You get the picture? It’s chauvinism. It’s liberalism. Nothing made this more clear to me than visiting Syria and speaking to Syrians. I am so grateful to Johnny Achi, E.E., co-founder, Arab Americans for Syria, for making that possible. These are things I knew in my head before, but now I also know them in my heart. I know them in my soul.
Lenin on the national question
V.I. Lenin said: “The Socialist of another country cannot expose the government and bourgeoisie of a country at war with ‘his own’ nation, and not only because he does not know that country’s language, history, specific features, etc., but also because such exposure is part of imperialist intrigue, and not an internationalist duty.
“[One] is not an internationalist who vows and swears by internationalism. One is an internationalist who in a really internationalist way combats ‘his own’ bourgeoisie, ‘his own’ social-chauvinists.

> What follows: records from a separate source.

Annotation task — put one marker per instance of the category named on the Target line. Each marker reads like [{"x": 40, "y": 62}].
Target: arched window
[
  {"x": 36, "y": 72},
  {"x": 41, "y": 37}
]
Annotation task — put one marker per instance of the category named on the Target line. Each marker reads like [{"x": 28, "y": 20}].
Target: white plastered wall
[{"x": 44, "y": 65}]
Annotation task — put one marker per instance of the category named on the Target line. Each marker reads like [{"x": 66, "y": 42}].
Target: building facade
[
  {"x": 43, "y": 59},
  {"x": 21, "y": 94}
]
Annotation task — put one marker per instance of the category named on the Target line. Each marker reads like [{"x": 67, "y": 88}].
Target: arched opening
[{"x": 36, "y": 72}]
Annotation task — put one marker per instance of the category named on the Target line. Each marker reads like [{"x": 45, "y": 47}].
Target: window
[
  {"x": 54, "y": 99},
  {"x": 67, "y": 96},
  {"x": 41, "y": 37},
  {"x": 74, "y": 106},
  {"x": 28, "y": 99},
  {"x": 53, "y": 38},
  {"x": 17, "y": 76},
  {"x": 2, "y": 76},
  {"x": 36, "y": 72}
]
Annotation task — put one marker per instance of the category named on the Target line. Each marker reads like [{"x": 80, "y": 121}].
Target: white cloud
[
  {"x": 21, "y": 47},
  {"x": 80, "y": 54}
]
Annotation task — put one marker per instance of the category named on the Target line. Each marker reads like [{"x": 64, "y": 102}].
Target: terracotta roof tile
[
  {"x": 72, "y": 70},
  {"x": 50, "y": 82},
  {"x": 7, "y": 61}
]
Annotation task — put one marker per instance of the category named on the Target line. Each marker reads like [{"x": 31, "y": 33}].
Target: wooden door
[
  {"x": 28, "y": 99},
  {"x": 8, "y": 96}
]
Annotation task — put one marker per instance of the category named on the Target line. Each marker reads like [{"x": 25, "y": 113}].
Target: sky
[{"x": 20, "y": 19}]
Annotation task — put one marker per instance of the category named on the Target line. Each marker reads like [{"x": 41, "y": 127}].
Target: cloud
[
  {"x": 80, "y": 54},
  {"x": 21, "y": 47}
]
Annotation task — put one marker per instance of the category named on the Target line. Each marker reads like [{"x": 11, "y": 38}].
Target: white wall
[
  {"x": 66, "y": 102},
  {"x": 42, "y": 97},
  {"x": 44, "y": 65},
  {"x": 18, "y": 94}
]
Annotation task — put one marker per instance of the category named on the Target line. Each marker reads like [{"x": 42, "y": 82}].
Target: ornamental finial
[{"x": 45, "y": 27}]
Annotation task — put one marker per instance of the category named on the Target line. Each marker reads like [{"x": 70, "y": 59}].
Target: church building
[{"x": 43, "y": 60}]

“Socialists in every country must now unfailingly and more vigorously than usual expose their own government and their own bourgeoisie. They must expose the secret agreements they have concluded, and are concluding, with their imperialist allies for the division of colonies, spheres of influence, joint financial undertakings in other countries, buying up of shares, monopoly arrangements, concessions, etc.”
The rise of right-wing political Islam and the funding, training and arming of these reactionary right-wing groups, like Johnny said, is all being done in order to install puppet regimes in these countries. To understand first of all that this is not a civil war, but rather an imperialist attack by foreign capitalists, is to begin to understand what the Syrian people have been resisting. And what the Axis of Resistance, the allied forces in the region, are up against.
Ask yourself: what are you doing to fight back against the suffocating sanctions imposed on Syria? Which government do you have the ability to hold accountable? If you truly care about the Syrian people, let’s start with the root of the problem. That’s what being a radical is: addressing things at the root. The root of the problem, the root of all this evil, “the greatest purveyor of violence in the world today,” as Dr. Martin Luther King Jr. said, “is my own government.”